Gorduras "boas e ruins" agem no cérebro

“As gorduras que comemos têm a capacidade de atravessar a barreira do nosso cérebro – temos uma espécie de capa que o envolve – e podem assim levar tanto à inflamação dos nossos neurônios (neuroinflamação) quanto prevenir essa inflamação”, informa a nutricionista. Tudo vai depender do tipo de gordura ingerida. A banha de porco, utilizada nos experimentos do estudo, induz inflamação; já o ômega 3 auxilia na redução da neuroinflamação por limitar a secreção de proteínas (citocinas) pró-inflamatórias.

Sobre o ômega 6, considerado um ácido graxo essencial porque não é produzido pelo organismo humano, Luciana diz que também pode levar à inflamação neuronal quando em excesso. “É por isso que recomendamos que a ingestão de ômega 3 seja maior que a de ômega 6 para um perfil de gordura balanceado.”

A pesquisadora lembra que o fenômeno da inflamação também faz parte do funcionamento normal do cérebro, promovendo a comunicação com os neurônios. As consequências ruins vêm quando o processo inflamatório ultrapassa certo limite, trazendo “alterações de memória, desordens de humor (como ansiedade e depressão), e mesmo predisposição ao ganho de gordura/obesidade”. 

Luciana alerta ainda para os males de um metabolismo desregulado, que pode induzir ao aumento do apetite, não se tratando somente de uma questão psicológica de autocontrole da pessoa. 

Jejum intermitente e o maior controle da fome

Para a pesquisa, a nutricionista tratou, durante oito semanas, camundongos machos e sedentários de oito semanas de idade (considerados adultos) com dieta rica em gordura; um segundo grupo de animais recebeu dieta balanceada para comparações. Após esse período, escolheu aleatoriamente parte dos animais que se alimentaram com muita gordura e os submeteu às intervenções por seis semanas: um grupo praticou exercícios físicos; outro, jejum intermitente de 24 horas em dias alternados, e um terceiro grupo, a associação do jejum com o exercício.

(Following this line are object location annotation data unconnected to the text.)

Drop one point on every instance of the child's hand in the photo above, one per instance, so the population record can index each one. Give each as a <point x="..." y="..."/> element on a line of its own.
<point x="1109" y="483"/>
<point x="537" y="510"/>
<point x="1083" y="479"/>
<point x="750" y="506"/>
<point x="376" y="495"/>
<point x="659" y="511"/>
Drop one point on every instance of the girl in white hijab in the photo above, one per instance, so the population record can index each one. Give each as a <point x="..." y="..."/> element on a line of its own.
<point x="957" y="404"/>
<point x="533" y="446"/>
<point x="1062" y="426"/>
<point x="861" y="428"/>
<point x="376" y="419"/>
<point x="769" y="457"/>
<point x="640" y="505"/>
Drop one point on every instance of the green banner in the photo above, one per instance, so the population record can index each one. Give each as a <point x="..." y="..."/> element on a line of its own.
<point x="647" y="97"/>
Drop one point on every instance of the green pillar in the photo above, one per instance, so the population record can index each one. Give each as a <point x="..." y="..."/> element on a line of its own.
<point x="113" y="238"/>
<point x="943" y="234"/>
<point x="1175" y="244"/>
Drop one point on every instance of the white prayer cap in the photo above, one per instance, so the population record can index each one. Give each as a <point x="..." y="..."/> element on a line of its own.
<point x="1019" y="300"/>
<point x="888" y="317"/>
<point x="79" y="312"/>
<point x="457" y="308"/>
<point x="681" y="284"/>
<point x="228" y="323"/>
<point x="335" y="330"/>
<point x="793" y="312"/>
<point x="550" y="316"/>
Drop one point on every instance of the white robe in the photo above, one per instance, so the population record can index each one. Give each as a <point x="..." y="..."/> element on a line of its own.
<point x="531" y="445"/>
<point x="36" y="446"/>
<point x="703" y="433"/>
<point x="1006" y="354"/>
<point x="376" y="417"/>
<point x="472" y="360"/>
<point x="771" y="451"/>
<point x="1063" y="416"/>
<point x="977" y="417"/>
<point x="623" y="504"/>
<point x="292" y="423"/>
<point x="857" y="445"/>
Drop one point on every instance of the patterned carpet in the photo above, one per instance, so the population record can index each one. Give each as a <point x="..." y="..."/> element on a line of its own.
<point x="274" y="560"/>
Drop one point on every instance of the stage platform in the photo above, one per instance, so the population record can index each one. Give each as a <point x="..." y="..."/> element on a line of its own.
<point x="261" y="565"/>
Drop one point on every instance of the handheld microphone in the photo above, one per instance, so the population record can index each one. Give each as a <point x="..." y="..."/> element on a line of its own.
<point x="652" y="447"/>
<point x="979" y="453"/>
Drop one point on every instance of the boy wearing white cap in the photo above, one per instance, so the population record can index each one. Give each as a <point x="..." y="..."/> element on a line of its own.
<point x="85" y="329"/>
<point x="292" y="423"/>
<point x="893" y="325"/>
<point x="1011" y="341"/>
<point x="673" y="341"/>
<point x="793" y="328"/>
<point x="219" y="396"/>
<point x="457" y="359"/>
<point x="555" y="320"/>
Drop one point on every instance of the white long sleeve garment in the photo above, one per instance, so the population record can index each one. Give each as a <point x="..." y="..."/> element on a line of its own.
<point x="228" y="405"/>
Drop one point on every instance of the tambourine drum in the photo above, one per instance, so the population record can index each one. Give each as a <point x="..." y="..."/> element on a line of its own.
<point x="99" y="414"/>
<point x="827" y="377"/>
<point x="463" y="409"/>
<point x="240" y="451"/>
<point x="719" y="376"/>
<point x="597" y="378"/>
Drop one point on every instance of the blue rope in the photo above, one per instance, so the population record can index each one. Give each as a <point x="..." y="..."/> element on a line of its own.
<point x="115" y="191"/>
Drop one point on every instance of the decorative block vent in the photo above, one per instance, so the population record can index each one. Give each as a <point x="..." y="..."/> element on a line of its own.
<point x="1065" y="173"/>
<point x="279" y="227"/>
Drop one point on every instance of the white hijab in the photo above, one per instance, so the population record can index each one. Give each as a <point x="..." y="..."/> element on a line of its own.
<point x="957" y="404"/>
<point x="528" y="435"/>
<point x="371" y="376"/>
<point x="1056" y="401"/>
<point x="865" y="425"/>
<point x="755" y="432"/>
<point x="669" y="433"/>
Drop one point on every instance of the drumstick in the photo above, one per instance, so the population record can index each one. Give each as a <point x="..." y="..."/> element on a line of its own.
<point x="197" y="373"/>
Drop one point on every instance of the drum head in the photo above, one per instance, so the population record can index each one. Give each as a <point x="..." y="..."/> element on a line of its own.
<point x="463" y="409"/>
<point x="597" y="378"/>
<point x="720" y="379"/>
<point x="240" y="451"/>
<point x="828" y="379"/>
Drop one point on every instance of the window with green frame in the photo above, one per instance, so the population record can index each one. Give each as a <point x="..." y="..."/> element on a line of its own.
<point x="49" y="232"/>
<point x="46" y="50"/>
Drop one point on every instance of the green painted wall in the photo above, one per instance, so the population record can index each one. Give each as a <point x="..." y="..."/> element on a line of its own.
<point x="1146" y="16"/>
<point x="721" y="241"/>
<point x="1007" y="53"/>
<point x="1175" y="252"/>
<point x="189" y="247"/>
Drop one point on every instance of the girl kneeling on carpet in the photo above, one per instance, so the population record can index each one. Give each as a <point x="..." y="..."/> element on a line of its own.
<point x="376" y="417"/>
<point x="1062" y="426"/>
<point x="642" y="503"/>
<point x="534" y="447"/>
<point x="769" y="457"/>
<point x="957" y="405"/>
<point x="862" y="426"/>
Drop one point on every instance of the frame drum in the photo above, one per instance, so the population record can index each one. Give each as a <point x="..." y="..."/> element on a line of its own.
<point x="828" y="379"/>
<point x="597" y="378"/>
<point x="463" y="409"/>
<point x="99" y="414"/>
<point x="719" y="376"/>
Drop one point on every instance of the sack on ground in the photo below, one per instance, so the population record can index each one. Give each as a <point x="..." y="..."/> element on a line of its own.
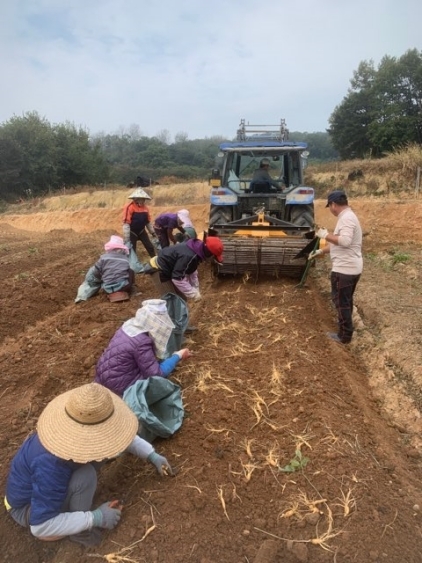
<point x="157" y="403"/>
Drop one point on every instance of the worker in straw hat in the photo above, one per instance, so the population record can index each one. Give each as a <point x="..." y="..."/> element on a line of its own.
<point x="138" y="348"/>
<point x="137" y="221"/>
<point x="53" y="476"/>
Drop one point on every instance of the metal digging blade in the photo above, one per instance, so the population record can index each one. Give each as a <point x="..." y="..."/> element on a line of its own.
<point x="266" y="256"/>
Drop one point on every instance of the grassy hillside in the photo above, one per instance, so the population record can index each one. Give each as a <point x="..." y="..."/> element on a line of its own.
<point x="394" y="175"/>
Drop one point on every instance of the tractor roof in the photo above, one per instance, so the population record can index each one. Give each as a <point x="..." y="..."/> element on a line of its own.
<point x="262" y="144"/>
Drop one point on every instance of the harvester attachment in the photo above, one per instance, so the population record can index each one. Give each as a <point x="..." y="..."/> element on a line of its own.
<point x="262" y="245"/>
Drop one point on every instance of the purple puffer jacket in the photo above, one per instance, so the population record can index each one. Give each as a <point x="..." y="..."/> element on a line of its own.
<point x="125" y="360"/>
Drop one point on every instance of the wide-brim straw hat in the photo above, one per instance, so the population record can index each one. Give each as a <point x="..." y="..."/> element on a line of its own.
<point x="89" y="423"/>
<point x="139" y="193"/>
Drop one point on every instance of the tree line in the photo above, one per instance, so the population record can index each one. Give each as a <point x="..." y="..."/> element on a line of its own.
<point x="382" y="111"/>
<point x="37" y="157"/>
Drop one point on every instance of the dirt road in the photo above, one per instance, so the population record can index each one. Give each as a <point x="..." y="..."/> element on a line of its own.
<point x="265" y="388"/>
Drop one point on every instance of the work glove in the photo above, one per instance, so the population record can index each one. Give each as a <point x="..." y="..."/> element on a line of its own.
<point x="321" y="233"/>
<point x="161" y="464"/>
<point x="184" y="354"/>
<point x="196" y="295"/>
<point x="314" y="254"/>
<point x="126" y="232"/>
<point x="105" y="516"/>
<point x="150" y="229"/>
<point x="156" y="243"/>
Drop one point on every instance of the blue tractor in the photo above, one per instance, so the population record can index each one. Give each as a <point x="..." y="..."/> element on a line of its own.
<point x="260" y="206"/>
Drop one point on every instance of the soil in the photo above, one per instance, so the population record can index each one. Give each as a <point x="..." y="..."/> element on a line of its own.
<point x="265" y="392"/>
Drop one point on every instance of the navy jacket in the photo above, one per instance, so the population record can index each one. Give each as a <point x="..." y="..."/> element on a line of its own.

A atividade física desse terceiro grupo era praticada ao final do período de jejum, mas antes de comer novamente (o que seria o “almoço deles”). “Eles treinaram no final do jejum e isso fez com que eles tivessem respostas mais fortes no controle das vias de inflamação e da resposta dos hormônios”, informa a pesquisadora.

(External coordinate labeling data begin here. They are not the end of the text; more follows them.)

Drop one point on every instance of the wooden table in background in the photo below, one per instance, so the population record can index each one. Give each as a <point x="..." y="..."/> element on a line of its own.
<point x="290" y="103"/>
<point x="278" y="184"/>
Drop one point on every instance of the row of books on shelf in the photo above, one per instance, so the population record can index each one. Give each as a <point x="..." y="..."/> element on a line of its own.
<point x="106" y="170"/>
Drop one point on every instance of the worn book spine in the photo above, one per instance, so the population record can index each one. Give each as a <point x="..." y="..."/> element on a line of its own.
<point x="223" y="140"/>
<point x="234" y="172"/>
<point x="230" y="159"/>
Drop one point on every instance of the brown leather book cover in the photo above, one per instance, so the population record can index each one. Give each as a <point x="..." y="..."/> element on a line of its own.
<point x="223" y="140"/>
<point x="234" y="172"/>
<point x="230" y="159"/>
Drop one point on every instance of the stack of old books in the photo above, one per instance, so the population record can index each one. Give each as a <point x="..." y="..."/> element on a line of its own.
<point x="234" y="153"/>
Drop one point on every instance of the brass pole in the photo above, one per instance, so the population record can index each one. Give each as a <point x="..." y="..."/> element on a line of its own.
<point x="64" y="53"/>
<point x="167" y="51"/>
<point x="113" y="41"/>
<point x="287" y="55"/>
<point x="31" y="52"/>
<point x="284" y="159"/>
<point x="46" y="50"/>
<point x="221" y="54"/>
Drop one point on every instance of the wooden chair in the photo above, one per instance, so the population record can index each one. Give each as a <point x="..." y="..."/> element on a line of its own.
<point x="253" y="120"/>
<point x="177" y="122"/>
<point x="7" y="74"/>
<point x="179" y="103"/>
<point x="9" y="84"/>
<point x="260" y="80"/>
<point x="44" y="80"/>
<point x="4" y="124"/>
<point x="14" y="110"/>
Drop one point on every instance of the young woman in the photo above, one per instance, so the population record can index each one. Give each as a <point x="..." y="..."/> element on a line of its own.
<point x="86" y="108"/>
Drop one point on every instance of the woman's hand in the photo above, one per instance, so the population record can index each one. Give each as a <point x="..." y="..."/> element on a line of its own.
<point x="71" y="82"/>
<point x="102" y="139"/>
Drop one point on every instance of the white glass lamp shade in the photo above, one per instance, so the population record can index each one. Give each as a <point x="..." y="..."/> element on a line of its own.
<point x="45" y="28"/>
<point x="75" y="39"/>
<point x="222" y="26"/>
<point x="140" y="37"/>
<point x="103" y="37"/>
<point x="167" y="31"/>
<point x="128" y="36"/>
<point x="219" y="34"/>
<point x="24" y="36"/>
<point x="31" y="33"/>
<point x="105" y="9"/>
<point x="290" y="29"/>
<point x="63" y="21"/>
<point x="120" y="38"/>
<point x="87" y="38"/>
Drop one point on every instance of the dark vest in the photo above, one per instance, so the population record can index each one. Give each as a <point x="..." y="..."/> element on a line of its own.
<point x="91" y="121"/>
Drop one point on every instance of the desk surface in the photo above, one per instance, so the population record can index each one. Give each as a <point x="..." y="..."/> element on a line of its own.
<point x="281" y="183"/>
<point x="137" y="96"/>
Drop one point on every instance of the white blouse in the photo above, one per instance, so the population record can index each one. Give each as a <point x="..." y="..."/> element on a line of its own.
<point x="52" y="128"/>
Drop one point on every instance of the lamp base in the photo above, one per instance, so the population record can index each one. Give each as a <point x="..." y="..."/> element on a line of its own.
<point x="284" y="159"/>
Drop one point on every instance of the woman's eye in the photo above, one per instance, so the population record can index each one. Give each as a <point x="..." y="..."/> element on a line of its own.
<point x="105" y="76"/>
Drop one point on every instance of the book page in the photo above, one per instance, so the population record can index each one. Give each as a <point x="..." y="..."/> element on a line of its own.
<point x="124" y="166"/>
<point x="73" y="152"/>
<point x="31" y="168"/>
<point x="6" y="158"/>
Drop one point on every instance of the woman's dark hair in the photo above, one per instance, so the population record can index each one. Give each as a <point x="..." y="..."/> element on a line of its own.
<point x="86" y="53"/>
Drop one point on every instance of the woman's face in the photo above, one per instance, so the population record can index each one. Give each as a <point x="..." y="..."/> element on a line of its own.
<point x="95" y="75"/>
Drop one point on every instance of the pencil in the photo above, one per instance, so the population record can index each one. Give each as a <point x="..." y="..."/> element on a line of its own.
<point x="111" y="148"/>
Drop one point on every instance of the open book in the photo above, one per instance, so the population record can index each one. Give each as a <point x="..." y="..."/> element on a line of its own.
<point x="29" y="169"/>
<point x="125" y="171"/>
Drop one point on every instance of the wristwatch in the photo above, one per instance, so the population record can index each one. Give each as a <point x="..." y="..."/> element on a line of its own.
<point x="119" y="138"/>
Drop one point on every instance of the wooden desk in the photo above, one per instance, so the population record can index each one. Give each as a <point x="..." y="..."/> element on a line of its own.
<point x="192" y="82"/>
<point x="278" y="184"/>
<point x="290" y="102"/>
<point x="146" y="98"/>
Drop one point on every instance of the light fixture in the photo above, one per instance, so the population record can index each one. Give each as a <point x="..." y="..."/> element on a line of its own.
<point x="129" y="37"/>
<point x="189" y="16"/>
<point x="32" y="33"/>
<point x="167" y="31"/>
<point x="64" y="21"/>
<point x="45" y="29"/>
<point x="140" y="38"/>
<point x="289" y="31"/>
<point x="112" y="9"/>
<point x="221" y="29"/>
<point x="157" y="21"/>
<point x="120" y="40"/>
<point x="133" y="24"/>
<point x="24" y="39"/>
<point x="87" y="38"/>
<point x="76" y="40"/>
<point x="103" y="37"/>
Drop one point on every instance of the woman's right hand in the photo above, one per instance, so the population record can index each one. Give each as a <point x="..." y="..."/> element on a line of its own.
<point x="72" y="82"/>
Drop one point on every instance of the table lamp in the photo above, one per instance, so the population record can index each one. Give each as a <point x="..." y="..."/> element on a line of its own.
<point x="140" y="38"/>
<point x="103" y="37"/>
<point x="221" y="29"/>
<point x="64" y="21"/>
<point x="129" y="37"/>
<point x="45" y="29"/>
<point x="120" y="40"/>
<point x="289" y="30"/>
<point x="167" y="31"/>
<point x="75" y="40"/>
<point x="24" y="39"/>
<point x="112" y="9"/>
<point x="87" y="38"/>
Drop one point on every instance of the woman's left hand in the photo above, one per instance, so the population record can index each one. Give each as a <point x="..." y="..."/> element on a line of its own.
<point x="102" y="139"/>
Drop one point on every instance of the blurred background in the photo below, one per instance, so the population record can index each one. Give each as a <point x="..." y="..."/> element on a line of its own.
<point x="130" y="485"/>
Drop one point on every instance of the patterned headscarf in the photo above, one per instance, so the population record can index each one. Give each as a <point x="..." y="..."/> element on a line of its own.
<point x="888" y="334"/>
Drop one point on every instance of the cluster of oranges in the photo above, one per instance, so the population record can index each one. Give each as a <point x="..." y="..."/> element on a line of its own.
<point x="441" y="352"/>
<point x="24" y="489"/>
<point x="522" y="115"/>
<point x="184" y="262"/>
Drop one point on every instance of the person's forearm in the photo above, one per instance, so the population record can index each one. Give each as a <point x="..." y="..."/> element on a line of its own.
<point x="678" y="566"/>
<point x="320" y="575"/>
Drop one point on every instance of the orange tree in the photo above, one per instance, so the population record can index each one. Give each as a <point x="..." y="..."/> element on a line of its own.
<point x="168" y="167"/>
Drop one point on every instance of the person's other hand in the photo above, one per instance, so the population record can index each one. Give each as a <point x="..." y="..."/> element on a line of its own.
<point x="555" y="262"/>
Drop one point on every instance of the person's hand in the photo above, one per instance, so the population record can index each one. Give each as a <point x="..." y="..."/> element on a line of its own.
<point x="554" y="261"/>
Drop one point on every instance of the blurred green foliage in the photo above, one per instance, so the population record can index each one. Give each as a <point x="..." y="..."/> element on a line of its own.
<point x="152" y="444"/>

Quanto aos motivos de avaliar o hipotálamo, Luciana afirma que é uma região muito relacionada ao controle da fome fisiológica e gasto energético, que conversa com outras partes do cérebro. Assim, foram utilizadas técnicas específicas para analisar o que havia acontecido nessa região do cérebro dos camundongos após o consumo de alimentação rica em gordura e também após as intervenções de treino e jejum intermitente.

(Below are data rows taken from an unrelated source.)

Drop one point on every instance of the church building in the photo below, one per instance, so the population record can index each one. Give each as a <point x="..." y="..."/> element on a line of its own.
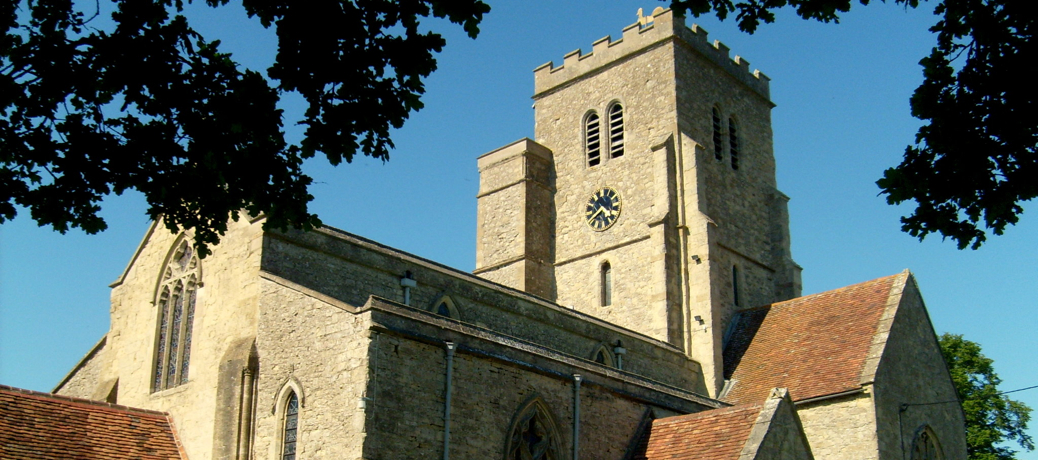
<point x="634" y="297"/>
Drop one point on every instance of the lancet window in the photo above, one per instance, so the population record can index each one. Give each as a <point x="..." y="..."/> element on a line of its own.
<point x="925" y="445"/>
<point x="718" y="147"/>
<point x="291" y="431"/>
<point x="733" y="143"/>
<point x="593" y="139"/>
<point x="534" y="435"/>
<point x="175" y="302"/>
<point x="616" y="131"/>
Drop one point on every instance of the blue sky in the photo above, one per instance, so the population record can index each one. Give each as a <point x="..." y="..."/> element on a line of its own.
<point x="842" y="116"/>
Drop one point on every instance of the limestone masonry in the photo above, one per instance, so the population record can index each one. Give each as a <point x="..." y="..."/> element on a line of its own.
<point x="634" y="297"/>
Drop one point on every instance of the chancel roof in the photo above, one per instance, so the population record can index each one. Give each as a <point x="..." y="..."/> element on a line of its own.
<point x="815" y="346"/>
<point x="714" y="434"/>
<point x="43" y="426"/>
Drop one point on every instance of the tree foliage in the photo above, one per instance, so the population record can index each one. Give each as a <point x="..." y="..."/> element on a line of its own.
<point x="991" y="417"/>
<point x="152" y="105"/>
<point x="975" y="158"/>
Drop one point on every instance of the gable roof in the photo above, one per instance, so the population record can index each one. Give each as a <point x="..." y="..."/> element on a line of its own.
<point x="44" y="426"/>
<point x="717" y="434"/>
<point x="815" y="346"/>
<point x="744" y="432"/>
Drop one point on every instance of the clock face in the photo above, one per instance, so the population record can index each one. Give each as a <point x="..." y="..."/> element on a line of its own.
<point x="602" y="210"/>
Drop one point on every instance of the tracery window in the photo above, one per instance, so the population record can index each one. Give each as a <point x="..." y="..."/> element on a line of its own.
<point x="291" y="431"/>
<point x="925" y="447"/>
<point x="534" y="435"/>
<point x="718" y="147"/>
<point x="445" y="306"/>
<point x="733" y="143"/>
<point x="606" y="274"/>
<point x="593" y="139"/>
<point x="175" y="303"/>
<point x="616" y="131"/>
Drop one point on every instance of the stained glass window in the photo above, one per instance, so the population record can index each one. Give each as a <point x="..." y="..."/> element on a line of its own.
<point x="291" y="427"/>
<point x="175" y="304"/>
<point x="531" y="438"/>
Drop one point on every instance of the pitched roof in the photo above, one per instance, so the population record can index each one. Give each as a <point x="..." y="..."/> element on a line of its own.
<point x="717" y="434"/>
<point x="44" y="426"/>
<point x="814" y="346"/>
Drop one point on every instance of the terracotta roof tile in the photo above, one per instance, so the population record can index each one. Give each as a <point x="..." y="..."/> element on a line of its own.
<point x="717" y="434"/>
<point x="814" y="346"/>
<point x="44" y="426"/>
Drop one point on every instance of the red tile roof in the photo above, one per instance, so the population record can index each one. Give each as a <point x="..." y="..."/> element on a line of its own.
<point x="718" y="434"/>
<point x="44" y="426"/>
<point x="814" y="346"/>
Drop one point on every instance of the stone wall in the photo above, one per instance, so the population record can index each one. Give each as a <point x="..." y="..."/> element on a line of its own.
<point x="350" y="269"/>
<point x="493" y="377"/>
<point x="225" y="312"/>
<point x="319" y="349"/>
<point x="84" y="380"/>
<point x="912" y="372"/>
<point x="841" y="428"/>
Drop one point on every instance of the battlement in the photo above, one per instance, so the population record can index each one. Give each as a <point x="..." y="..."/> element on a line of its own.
<point x="662" y="25"/>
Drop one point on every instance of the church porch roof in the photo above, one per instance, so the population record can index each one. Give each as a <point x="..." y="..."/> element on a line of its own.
<point x="43" y="426"/>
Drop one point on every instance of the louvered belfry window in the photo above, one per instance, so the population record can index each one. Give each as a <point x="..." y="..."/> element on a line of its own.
<point x="175" y="304"/>
<point x="593" y="139"/>
<point x="616" y="131"/>
<point x="733" y="143"/>
<point x="718" y="147"/>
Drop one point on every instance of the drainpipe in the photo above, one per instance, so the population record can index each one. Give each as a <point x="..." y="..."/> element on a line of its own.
<point x="245" y="423"/>
<point x="576" y="416"/>
<point x="446" y="402"/>
<point x="407" y="281"/>
<point x="620" y="351"/>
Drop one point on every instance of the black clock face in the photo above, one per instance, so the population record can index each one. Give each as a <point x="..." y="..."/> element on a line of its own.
<point x="602" y="210"/>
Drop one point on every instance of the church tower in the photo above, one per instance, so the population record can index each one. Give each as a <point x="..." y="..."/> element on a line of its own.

Como resultados, verificou-se que, ao lado do ganho de peso, o cérebro dos animais que ingeriram a dieta hiperlipídica estava significativamente mais inflamado que os que se alimentaram com dieta balanceada (sem muita gordura saturada). Os exames nos tecidos do hipotálamo, após jejum e atividade física, mostraram “redução nas proteínas inflamatórias hipotalâmicas, corrigindo a inflamação que a dieta rica em gordura e o ganho de peso ocasionaram”.

Foi observado que a leptina (o hormônio da saciedade) funcionava melhor no cérebro de animais que treinaram “no final da janela de jejum”, o que vale dizer que a atividade “auxiliou o hipotálamo a responder melhor ao hormônio da saciedade”, acrescenta Luciana.

Outra função que o estudo indicou, entre os animais submetidos ao jejum intermitente e ao treino físico, foi a maior expressão da pró-opiomelanocortina (POMC), neurônio hipotalâmico ativado pela leptina com importância no controle da fome e na regulação do peso corporal.

O estudo Efeitos da combinação do jejum intermitente com o exercício físico sobre a via autofágica e via da leptina no hipotálamo de camundongos obesos foi realizado por Luciana em seu doutorado na EEFERP quando trabalhou com seus colegas de laboratório sob orientação do professor Adelino Sanchez Ramos da Silva.